A new study out of Boston University has identified a biomarker that appears to be associated with CTE, or chronic traumatic encephalopathy, the brain disease so common in former American football players. CTE is currently only diagnosable through direct tissue examination after death and while this is not in itself a way to diagnose CTE in the living, it appears to be a big step in that direction.
Boston University’s brain lab has been at the forefront of researching brain injuries caused by long-term, repeated blows to the head that are inherent in football. It’s where a number of former NFL players have donated their brains, or pledged to donate their brains after their deaths. Science from the Boston brain bank led to this summer’s troubling study that nearly every NFL brain that was studied showed signs of CTE.
All this bad news has led to lots of speculation about the future of the game, as well as an uptick in stories about younger players giving up football in their primes out of fear for their future neurological health. But those decisions have been based on the evolving overall picture of how risky playing the sport can be. There’s no way currently to diagnose a living person with CTE, which is where this new Boston U. study comes in.
The new research focuses on a protein called CCL11. The study (which you can read free in the public-access science journal PLoS One) shows CCL11 has been proven to “play a role in neuroinflammation and neurodegeneration,” and indeed, it found a connection between elevated levels of CCL11 in the brain and years of playing football.
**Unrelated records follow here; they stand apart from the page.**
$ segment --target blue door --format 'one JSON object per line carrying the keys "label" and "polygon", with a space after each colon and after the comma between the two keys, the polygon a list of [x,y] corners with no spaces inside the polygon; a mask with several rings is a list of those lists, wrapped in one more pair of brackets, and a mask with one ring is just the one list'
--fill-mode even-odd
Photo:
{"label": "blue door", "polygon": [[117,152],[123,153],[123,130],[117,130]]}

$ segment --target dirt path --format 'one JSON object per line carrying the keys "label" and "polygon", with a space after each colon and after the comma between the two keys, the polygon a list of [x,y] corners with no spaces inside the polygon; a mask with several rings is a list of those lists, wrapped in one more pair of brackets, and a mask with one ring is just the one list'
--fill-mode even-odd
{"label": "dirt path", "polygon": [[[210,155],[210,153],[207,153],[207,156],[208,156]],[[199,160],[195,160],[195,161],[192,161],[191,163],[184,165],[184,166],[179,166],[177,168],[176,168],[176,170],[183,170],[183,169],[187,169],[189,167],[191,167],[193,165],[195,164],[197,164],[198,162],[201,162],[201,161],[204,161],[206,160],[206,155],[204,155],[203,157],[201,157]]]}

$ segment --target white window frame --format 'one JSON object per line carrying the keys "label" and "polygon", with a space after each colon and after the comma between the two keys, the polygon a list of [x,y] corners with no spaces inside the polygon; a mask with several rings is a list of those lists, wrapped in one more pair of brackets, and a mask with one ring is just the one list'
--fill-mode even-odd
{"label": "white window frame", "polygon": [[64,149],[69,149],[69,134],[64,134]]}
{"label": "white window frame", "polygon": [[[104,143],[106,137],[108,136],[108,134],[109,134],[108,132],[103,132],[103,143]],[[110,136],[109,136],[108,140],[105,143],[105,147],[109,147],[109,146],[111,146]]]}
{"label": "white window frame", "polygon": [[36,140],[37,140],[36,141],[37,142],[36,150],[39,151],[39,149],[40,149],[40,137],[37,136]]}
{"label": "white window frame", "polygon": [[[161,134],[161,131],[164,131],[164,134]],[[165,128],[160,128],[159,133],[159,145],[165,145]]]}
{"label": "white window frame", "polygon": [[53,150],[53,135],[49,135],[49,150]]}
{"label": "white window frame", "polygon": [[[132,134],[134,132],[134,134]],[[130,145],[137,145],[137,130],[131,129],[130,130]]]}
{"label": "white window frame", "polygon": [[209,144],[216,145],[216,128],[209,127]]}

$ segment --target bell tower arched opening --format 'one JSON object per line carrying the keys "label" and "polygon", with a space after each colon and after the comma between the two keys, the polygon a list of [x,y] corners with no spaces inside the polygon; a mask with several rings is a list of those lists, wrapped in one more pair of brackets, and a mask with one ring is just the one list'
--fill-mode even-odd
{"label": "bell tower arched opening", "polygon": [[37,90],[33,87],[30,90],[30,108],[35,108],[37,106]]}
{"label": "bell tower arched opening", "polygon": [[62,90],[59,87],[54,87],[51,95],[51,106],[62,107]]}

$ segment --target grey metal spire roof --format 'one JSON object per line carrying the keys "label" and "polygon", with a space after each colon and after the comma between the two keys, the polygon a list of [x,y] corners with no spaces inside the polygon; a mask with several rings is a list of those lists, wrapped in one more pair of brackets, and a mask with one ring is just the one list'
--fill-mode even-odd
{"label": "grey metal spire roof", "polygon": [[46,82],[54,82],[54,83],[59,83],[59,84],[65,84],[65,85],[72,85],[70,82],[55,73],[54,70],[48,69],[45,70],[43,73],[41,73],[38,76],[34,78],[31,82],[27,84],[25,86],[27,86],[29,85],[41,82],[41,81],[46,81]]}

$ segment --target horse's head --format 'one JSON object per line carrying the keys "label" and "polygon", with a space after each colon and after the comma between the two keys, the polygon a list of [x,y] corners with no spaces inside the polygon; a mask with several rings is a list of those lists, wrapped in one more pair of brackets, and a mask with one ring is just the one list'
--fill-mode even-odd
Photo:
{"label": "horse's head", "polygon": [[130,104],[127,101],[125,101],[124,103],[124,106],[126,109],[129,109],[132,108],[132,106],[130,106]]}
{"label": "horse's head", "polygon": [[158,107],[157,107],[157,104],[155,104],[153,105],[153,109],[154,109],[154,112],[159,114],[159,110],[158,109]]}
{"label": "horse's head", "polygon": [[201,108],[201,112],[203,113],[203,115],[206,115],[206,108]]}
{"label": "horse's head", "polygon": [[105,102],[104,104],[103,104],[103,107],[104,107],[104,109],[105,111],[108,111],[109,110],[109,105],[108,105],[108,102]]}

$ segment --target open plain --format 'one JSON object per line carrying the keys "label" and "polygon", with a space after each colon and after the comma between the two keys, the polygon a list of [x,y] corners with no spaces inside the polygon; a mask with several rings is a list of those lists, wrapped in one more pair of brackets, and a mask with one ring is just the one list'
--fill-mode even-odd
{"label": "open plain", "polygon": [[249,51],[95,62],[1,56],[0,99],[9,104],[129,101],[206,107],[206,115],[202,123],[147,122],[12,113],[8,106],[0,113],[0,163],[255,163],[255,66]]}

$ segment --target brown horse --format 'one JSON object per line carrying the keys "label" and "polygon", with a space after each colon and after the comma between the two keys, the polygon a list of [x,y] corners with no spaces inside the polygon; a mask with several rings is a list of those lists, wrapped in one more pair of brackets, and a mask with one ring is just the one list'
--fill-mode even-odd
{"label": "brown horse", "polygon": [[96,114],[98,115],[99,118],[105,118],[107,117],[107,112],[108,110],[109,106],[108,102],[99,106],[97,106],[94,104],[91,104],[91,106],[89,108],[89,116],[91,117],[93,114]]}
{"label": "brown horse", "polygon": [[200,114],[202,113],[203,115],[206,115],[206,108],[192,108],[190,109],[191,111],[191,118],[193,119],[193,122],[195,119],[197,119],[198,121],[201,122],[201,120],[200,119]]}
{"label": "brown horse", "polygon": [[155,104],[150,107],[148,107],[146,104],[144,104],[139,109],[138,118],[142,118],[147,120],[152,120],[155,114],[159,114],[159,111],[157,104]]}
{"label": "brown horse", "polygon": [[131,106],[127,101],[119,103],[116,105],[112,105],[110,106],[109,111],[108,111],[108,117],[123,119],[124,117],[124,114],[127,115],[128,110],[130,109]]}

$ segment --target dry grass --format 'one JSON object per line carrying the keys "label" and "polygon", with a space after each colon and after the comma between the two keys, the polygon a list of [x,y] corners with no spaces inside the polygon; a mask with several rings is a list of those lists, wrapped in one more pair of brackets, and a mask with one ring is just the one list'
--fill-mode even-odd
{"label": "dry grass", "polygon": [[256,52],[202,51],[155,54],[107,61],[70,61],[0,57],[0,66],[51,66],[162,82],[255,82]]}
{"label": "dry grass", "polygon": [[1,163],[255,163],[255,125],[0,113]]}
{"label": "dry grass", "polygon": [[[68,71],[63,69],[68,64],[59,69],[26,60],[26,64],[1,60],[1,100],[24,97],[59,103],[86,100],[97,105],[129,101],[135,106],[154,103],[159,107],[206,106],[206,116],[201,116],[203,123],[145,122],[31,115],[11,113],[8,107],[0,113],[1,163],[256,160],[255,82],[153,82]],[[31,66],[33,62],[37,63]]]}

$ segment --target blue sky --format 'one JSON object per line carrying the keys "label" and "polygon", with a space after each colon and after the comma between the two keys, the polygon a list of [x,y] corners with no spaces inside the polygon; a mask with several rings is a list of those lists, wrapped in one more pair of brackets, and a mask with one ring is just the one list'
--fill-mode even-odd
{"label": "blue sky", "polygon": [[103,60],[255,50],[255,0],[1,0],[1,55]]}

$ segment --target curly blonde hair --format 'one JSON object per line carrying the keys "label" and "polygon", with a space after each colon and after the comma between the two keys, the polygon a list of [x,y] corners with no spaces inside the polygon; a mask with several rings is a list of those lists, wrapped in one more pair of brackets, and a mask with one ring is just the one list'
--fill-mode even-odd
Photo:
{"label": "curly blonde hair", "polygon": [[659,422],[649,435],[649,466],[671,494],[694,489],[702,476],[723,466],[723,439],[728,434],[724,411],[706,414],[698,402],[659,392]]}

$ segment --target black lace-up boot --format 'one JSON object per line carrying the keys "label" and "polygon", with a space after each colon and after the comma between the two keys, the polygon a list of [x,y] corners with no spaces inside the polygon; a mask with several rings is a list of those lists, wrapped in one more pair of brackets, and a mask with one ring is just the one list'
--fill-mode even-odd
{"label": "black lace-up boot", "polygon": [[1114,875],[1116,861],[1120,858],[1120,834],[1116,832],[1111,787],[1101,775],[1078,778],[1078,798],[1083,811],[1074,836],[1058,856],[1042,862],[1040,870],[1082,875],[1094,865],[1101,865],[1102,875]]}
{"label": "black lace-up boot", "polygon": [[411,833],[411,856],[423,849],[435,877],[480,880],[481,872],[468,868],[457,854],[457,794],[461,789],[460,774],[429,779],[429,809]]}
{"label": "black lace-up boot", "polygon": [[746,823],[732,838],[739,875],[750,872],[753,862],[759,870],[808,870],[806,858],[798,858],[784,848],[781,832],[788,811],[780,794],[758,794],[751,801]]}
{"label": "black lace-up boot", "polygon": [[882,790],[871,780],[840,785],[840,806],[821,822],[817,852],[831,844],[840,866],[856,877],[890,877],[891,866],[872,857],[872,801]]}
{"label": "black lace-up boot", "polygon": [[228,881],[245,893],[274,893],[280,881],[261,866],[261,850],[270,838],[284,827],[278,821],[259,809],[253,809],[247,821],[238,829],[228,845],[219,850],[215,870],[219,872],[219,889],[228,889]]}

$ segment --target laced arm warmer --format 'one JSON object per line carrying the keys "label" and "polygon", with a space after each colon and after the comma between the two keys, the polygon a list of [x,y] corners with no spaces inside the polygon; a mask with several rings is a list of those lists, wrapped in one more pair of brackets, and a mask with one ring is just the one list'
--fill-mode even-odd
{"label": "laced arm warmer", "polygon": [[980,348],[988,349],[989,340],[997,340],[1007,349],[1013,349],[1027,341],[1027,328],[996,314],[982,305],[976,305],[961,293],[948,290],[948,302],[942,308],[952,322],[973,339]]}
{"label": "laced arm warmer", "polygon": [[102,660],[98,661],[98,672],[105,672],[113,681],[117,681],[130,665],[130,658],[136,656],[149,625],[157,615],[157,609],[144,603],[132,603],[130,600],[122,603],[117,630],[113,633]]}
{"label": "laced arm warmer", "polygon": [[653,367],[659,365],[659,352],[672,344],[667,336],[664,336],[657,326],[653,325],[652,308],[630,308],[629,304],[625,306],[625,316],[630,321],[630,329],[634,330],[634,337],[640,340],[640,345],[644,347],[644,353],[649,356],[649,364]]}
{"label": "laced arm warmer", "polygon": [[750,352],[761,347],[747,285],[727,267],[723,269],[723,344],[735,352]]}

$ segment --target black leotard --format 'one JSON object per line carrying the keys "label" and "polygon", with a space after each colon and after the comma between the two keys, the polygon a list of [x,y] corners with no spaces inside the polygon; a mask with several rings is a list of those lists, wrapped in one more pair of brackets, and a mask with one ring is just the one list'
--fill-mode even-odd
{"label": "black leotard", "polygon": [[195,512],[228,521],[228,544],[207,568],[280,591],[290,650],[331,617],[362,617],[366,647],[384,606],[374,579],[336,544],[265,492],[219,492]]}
The researchers also found that these elevated levels of CCL11 are correlated with CTE, but not with Alzheimer’s Disease.
That last bit is particularly important. Part of the problem with diagnosing CTE in the living—as opposed to cutting in the brains of the dead—is that CTE brains show signs that are common in other neurodegenerative diseases, like Alzheimer’s. A build-up of so-called tau proteins is one effect that seems to be common to both. If you can find a biomarker that’s particular to CTE, then that’s a big step toward distinguishing it in a living person—something that will eventually require a battery of tests, most likely, so doctors can be sure.
None of this is particularly good news for the survival of America’s most popular sport. Pundits aplenty have chimed in to argue that CTE studies presage the death of the NFL. So far they’ve been an little over-eager in their foretelling of doom. While the dire reality of football and brain injury have turned away a few fans and players, they are in the minority. The ties that bind towns and colleges and families to football are strong, and not undone by a few bad headlines.
At least, that’s the case so far. In terms of a player’s decision-making about his future, knowing football is bad in general is a far cry from knowing that you personally are beginning to show the signs of a horrible brain disease. We don’t have a real-time CTE test yet. But look at this research and know that it’s coming.